Z Niemcami nie jest tak prosto
Nie skrywają faktu i pomysłu likwidacji do ok. 2022 roku wszystkich elektrowni atomowych, to oficjalny program polityczny.
Tymczasem niemiecki rząd przymierza się do przedłużenia życia niemieckim elektrowniom atomowym do 2050 roku.
Co z tego wyjdzie to się okaże, w Niemczech jest silny ruch ekologiczny przeciw energetyce jądrowej wspierany przez partie Bundestagu.
Sam pomysł pojawił się 10 lat temu, za rządów koalicji SPD i Zielonych - partie postanowiły, że mniej więcej do 2020 r. zamkną wszystkie elektrownie atomowe w Niemczech.
Politycy przekonywali wówczas, powołując się na przykład Czarnobyla, że atom jest zbyt niebezpieczny dla środowiska. Energetykę atomową miał zastąpić rozwój elektrowni wiatrowych i słonecznych. Cały program ochrzczono mianem "Wyjście z atomu".
Strategia zmieniła się we wrześniu 2009 r., gdy władzę przejęła koalicja CDU i FDP, partii związanych z kręgami gospodarczymi i przychylnych energetyce atomowej.
Według ujawnionych dokumentów partie planują kilka wariantów przedłużenia reaktorom życia. Najambitniejszy z nich przewiduje, że ostatnia elektrownia atomowa będzie zamknięta dopiero w 2050 r.!
Skąd ta wolta? Kiedy rząd Gerharda Schrödera podejmował decyzję o zamknięciu atomówek do 2022 r. zakładano, ze wtedy kraj będzie już zasilany ze źródeł odnawialnych, a także z elektrowni gazowych i węglowych, które nie będą emitować dwutlenku węgla.
Ale to okazało się to nierealne: wciąż nie wiadomo kiedy będzie gotowa technologia CCS, umożliwiająca wychwytywanie i składowanie dwutlenku węgla pod ziemią (albo pod dnem morza). Co gorsza, już od 2013 r. zgodnie z unijnym pakietem klimatyczno-energetycznym elektrownie gazowe i węglowe będą musiały kupować uprawnienia do emisji dwutlenku węgla. Według prognoz Komisji Europejskiej cena emisji jednej tony dwutlenku węgla sięgnie 60 euro. A ponieważ elektrownie atomowe płacić nie będą musiały - bo dwutlenku węgla nie emitują - rząd będzie miał gwarancję, że cena prądu w Niemczech nie poszybuje pod sufit.
z -
http://wyborcza.biz/biznes/1,101562,770 ... 0_lat.html
Co ciekawe Niemcy protestują także przeciw energetyce węglowej.

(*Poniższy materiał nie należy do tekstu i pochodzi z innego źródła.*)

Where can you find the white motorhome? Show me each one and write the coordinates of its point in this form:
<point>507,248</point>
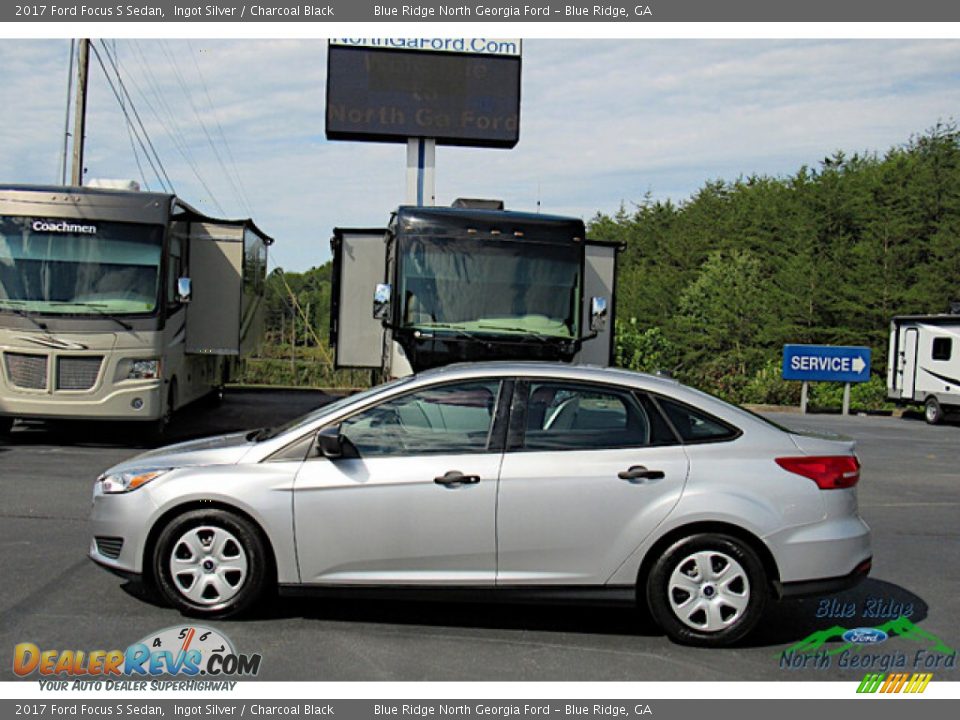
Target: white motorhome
<point>924,363</point>
<point>120,305</point>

Podobny program rezygnacji z atomówek miały Włochy, ale się z niego wycofały, z planów rezygnacji z energetyki jądrowej wycofali się także Szwedzi.
A Niemcy? Mimo decyzji politycznych zmieniających się partii .... budują 2 nowe elektrownie jądrowe. W całej Europie do 2050 r. ma ich powstać ok. 45 sztuk.
Jest jeszcze jeden niuans - likwiduje się wyslużone elektrownie w starych technologiach, a buduje nowe o większym poziomie bezpieczeństwa.
Ciągle jednak pozostaje problem - skąd brać energię?